海底の先

日常や本、映画などで心が動いた瞬間を文章にします。

娯楽と、芸術と、資本主義

 

「こんなに素敵なものがあるのをたくさんの人に知ってほしい」

その純粋な気持ちでぐわっと行動できる能力のある人があるジャンルに現れてそのジャンルが栄えていくのを見るのはとても気分が良い。

 

「これからも成長していくので、目を離さないでついてきてください!」

常に同じじゃだめだと分かっていて、ガムシャラに頑張る様子はとてもキラキラして見える。

 

エンタメ…娯楽を作る人たちの真摯な気持ちを知っている。そして人気やお金が集まっていないものにも素敵なものがあることも知っている。応援したいというファンの気持ちだって真摯だ。

だからこそいろんなエンタメを見ているとなんだか虚しくなってくる時がある。そのエンタメたちを素晴らしいと思えば思うほど虚しい。結局のところ、限られたパイの奪い合いだからだ。

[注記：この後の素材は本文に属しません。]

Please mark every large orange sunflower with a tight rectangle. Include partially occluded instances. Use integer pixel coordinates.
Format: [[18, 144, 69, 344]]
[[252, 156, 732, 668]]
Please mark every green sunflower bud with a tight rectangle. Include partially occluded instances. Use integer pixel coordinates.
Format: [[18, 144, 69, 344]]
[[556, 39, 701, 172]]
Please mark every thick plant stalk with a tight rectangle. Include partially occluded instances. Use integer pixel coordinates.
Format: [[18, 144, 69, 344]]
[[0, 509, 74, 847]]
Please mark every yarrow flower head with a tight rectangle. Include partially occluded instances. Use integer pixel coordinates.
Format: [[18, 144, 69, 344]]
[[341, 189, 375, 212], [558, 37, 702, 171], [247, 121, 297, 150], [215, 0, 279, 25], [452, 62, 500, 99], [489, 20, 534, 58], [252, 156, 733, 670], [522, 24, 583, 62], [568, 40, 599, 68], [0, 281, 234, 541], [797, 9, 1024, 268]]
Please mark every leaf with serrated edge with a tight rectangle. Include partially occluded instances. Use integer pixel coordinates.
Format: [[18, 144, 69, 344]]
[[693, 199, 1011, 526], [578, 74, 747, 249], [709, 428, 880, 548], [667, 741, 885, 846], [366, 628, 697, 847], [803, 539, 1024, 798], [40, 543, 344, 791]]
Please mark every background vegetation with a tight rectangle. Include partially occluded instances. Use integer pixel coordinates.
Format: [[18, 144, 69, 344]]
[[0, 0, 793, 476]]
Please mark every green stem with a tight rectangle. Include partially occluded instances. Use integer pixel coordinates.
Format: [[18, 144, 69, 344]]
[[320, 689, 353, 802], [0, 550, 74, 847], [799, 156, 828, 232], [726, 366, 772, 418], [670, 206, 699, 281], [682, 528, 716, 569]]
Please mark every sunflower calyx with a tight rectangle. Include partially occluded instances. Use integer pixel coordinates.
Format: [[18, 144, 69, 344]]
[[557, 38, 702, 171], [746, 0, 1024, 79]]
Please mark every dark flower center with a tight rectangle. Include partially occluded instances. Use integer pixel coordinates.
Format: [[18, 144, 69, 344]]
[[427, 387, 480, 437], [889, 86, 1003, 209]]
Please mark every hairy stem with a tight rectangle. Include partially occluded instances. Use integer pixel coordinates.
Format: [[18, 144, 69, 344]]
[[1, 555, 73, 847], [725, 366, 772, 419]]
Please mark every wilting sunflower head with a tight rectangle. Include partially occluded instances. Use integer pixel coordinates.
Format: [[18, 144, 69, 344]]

仕方がない、エンタメというものは観ている人がいないと成立しない。

そのエンタメが伝統芸能だろうとアイドルだろうと小説だろうとなんだろうとみてくれる人を獲得せねばならないという事実は平等にあるのだ。そのジャンルが好きな人というものの人数はだいたいこのくらいと決まっていて、もっと言うなれば日本…世界における人たちが娯楽に使うことのできるお金や時間というものだって決まっているんだろう。その奪い合い。いつまでも続く資本主義の競争の世界。そこで繰り返される同じ言葉たち。私たちが楽しんで救われている娯楽の根本に渦巻く原理にふと虚しくなる。だからこそ今あるものが尊いということもあるんだろうけどね。